The scandal that has made Tim Donaghy, No. 21 in his official's uniform, the No. 1 threat in NBA history — ranking above drug use, on-court brawls, the short-lived new ball and players' attire, all issues Stern has tackled.

The one that can destroy more than a reputation or history, but a sport's very reason for being.

The dogfighting allegations against Vick, so vile and disturbing, resonate most in the real world. Yet fans don't generally punish a league for a single athlete's transgressions, no matter how horrific. And they usually forgive the athlete too, if his performance pleases.

Baseball's steroid controversy, embodied by Barry Bonds, has called two decades' worth of individual and team results into question. Yet the preponderance of performing-enhancing drugs, whether known or assumed, hasn't stopped baseball fans from attending games in record numbers.

The NBA scandal is more dangerous.

Fans merely ask that what they're watching is real.

A baseball player using steroids or human growth hormone might tilt the playing field by perhaps gaining an unfair advantage. An NBA official artificially adjusting calls, for gambling reasons, is more directly and definitively influential, even with two other officials on the crew and those crews changing night to night.

If it is discovered that Donaghy merely toyed with point differences or totals, rather than winners and losers, that doesn't soften the scandal. One point corruptly achieved can corrupt every point that follows, and accidents can occur; a call to get under a point spread could lead to a comeback victory.
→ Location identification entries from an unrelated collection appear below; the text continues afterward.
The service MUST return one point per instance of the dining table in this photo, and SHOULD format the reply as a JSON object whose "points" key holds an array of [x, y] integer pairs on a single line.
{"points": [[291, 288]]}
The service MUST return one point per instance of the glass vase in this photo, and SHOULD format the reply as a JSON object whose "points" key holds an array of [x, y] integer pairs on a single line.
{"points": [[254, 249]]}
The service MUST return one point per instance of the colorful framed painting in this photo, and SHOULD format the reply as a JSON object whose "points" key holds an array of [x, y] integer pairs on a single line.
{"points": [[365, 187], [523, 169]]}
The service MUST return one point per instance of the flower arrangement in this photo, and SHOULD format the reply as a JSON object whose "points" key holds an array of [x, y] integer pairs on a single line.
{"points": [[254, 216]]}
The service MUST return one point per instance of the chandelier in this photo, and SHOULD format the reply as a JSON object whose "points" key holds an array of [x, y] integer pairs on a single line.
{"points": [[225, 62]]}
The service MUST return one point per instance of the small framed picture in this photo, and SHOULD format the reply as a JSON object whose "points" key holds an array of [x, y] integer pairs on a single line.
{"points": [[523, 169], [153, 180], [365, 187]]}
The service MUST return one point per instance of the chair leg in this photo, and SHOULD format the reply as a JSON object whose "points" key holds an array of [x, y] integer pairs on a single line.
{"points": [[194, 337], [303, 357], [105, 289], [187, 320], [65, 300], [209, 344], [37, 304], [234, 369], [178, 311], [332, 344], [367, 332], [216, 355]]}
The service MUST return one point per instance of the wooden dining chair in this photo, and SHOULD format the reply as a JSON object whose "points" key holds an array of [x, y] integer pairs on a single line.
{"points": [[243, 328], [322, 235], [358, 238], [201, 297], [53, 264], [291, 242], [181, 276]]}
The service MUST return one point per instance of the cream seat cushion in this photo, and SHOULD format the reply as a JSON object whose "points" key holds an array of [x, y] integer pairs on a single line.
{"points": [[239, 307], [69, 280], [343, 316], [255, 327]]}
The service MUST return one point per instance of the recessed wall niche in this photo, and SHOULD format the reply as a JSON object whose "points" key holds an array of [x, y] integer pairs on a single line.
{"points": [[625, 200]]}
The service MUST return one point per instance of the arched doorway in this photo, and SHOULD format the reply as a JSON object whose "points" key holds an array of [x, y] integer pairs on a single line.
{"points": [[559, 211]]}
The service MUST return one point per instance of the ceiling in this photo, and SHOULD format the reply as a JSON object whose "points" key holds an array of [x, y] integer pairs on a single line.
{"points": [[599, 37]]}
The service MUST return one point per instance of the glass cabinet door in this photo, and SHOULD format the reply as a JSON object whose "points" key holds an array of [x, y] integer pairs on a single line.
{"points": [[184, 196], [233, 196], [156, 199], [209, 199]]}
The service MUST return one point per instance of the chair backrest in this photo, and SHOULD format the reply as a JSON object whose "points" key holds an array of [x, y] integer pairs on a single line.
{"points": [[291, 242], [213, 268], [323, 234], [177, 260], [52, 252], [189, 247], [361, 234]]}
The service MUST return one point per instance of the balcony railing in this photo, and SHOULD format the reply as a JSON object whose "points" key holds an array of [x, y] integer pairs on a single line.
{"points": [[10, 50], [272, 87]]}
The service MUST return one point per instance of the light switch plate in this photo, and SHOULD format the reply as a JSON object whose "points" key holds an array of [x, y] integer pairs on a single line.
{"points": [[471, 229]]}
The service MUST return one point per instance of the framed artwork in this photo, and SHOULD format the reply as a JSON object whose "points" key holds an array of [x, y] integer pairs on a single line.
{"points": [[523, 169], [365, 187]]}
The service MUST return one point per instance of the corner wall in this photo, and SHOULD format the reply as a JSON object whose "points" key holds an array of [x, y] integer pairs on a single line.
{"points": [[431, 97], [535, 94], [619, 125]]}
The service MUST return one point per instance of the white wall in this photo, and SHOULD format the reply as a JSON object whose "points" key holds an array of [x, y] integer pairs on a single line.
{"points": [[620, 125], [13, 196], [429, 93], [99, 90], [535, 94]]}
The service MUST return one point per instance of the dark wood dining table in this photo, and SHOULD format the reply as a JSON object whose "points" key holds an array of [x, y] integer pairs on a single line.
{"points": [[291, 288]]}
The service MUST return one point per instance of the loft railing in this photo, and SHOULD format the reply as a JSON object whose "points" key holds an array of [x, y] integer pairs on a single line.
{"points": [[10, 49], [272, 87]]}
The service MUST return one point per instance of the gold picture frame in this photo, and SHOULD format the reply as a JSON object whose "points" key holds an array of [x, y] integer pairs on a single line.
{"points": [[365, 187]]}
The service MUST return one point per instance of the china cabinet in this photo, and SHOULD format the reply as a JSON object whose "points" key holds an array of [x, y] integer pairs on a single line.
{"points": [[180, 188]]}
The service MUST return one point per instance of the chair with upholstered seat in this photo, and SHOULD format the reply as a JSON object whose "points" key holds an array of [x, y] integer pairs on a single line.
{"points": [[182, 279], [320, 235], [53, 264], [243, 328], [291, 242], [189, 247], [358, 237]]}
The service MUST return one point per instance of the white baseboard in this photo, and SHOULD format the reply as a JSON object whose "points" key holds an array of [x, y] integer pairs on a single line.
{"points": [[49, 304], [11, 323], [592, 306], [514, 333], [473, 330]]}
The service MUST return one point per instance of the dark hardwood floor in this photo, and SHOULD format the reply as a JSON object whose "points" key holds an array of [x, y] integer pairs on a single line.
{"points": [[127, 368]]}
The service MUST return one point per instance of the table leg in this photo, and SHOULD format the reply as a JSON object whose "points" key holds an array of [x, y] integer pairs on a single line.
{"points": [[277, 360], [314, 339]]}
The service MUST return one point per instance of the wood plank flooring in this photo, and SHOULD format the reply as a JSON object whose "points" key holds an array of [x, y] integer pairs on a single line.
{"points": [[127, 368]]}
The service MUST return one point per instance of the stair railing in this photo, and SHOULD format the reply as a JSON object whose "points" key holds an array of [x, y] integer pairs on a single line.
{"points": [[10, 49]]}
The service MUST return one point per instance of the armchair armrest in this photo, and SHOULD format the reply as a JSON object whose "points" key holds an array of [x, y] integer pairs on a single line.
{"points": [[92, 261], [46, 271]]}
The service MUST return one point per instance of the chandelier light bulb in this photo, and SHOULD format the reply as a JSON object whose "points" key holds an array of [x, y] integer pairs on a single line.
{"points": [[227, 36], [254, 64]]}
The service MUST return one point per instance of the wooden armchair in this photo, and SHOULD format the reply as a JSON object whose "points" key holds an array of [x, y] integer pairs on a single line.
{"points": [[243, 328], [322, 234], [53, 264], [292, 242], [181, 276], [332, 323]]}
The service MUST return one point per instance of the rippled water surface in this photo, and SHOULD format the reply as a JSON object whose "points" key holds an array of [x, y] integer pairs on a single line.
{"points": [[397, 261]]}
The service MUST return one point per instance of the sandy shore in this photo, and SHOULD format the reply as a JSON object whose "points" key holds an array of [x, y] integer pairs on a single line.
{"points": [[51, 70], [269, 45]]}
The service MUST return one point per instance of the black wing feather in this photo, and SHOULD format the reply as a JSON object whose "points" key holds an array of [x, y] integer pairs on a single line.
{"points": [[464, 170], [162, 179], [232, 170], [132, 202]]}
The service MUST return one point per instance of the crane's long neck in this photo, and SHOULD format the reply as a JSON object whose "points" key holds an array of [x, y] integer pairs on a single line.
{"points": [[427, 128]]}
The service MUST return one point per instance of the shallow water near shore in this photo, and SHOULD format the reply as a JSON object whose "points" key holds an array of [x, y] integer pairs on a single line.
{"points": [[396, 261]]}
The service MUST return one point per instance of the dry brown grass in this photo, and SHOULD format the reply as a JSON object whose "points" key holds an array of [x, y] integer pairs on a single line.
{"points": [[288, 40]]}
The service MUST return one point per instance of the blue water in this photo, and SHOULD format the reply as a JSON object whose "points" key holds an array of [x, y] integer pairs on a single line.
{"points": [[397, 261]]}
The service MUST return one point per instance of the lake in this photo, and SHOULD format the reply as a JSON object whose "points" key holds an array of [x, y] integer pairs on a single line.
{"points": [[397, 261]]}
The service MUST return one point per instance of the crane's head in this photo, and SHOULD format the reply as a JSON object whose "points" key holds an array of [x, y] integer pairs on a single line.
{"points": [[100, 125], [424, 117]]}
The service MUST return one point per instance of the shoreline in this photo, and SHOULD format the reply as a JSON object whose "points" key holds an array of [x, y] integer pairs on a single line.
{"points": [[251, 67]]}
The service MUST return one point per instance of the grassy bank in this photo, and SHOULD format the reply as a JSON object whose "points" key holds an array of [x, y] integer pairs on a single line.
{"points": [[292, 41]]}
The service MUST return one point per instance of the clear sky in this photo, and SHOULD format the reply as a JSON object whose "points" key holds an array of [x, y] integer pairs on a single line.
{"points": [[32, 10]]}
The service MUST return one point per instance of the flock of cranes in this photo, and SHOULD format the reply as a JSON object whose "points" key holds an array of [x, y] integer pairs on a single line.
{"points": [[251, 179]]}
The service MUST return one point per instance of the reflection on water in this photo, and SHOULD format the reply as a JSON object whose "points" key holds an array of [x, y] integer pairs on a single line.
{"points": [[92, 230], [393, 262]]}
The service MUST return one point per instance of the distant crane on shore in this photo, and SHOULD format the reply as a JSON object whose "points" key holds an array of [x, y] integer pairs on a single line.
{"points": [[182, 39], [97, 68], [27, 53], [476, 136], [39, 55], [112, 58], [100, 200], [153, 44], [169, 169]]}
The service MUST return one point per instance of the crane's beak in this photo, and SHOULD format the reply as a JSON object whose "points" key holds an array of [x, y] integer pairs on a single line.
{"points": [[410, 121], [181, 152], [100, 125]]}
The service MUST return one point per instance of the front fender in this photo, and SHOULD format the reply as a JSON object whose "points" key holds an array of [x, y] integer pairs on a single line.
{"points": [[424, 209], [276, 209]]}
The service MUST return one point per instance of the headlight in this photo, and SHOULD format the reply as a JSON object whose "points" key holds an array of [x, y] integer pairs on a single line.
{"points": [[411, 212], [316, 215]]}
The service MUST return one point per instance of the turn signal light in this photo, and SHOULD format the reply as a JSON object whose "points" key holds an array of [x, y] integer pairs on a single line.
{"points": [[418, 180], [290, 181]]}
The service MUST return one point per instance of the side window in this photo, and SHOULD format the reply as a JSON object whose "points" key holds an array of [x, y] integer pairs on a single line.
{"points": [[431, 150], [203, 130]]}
Also, who says an official can only influence a game in the closing minutes? What about a star's second foul in the first quarter?

This is Stern's worst-case scenario.

Protecting officials has been his primary platform, as every challenger from Mark Cuban to Jeff Van Gundy has discovered. Players and coaches are fined for the slightest criticism. Officials' fines aren't publicly revealed. Officials never face the media, and keep getting more authority to assess quick technical fouls.

Aura of accountability? Hardly.

Stern's stance has inflated officials' egos while inadvertently fueling, rather than quashing, conspiracy theories.

Nor has Stern ever adequately explained two discrepancies that are more than conspiracies, each supported by significant empirical evidence. Statistics show that officials favor home teams and star players, entities that would seem to need the assistance least, but whose success benefits the league most. Saying that stars attack the basket or that the home crowd inspires offensive aggressiveness fails to sufficiently explain the numbers.

Fans can accept some institutional unfairness, or some occasional incompetence. They can't accept blatant corruption.

So, after the Donaghy revelation, every official suffers by association. Every call, every outcome is in dispute.

Stern must put transparency first, finally, investigating all officials thoroughly and revealing the results. With authorities' approval, he should share every detail about every game Donaghy worked.

That Donaghy could work 131 games without raising the NBA's suspicion suggests Stern was negligent.

It likely means little that the Heat was 1-7 in Donaghy's games, 43-31 in others. Six games were blowouts. The others? A Feb. 26 loss to the host Knicks, who shot 31 more free throws and covered a 4.5 point spread with a six-point victory. And a April 8 home overtime loss to Charlotte. Dwyane Wade, in his unexpected and line-inflating return from a six-week absence, drew a foul by Ray Felton with two seconds left and made one of two free throws to send the game to overtime.

Fixed? Any of it? For a total? Spread? Winner?

Who knows?

Once you need to wonder, a league is broken.